Pada awal 2018, pemerintah mengubah persyaratan 30 persen, memberi pengecer satu merek lima
tahun setelah masuk awal untuk mencapai angka 30 persen. Pemerintah juga mengizinkan pengecer
satu merek untuk mendirikan anak perusahaan yang dimiliki sepenuhnya tanpa harus melalui proses
persetujuan pemerintah yang rumit.

Pada akhir 2012, pemerintah federal India mengizinkan investor asing untuk membuka toko ritel
multi-merek di India, tetapi membatasi kepemilikan hingga 51 persen. Selain itu, untuk menyetujui
kekuatan oposisi politik, pemerintah federal membuat persyaratan ini tunduk pada persetujuan
masing-masing negara bagian di dalam negara, yang memungkinkan beberapa untuk memilih keluar.
Beberapa negara telah melakukannya, yang mengurangi daya tarik India sebagai pasar pengecer
asing.

Pada saat yang sama, India telah mengizinkan 100 persen kepemilikan pasar ritel online di India.
Amazon memanfaatkan ini untuk masuk ke negara itu pada tahun 2014 dan telah berkomitmen
untuk menginvestasikan $ 5 miliar di India.

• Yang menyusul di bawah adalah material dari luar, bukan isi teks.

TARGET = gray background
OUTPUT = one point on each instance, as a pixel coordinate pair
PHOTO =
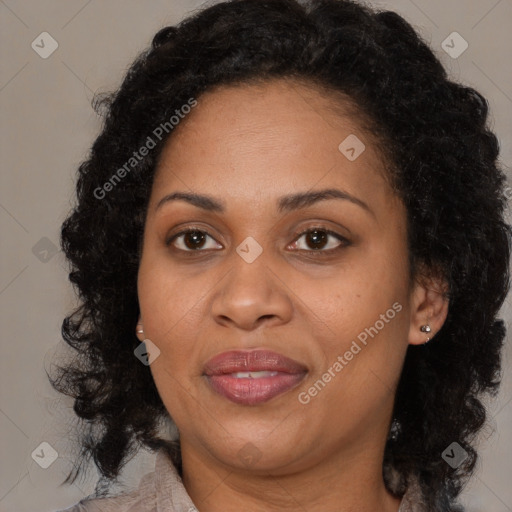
(47, 127)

Tidak seperti di Amerika Serikat, bagaimanapun, Amazon
tidak menjual barang yang dimilikinya karena itu akan mengklasifikasikan perusahaan sebagai
pengecer multi-merek, membatasi kepemilikan sahamnya di operasi India hingga 51 persen, dan
mengharuskannya untuk mengambil mitra India. . Sebaliknya, Amazon hanya menjual barang yang
ditawarkan melalui platform pasarnya oleh pihak ketiga. Namun, Amazon berinvestasi besar-besaran
di pusat pemenuhan dan infrastruktur logistik untuk memungkinkannya mengirimkan barang secara
efisien ke pelanggan India. Investasinya dapat membantu meningkatkan efisiensi rantai pasokan di
negara tersebut.

Pertanyaan Diskusi Kasus

1. Apa yang menjelaskan sifat terfragmentasi dari sektor ritel India? Apa keuntungan dari sistem ini?
Berapa biayanya?

2. Bagaimana investasi oleh pengecer asing mengubah ritel di India? Apa manfaat potensial dari FDI
semacam itu?

3. Siapa yang akan dirugikan dari FDI ke sektor ritel India? Siapa yang ingin mendapatkan
keuntungan?

4. Mengapa India sangat lambat mengubah undang-undang tentang kepemilikan asing atas
pengecer? Apa, jika ada, yang dapat dilakukan pengecer asing untuk memengaruhi hukum dengan
cara yang menguntungkan masuk?

5. Mengingat realitas politik dan ekonomi di India, apa strategi masuk terbaik untuk pengecer asing?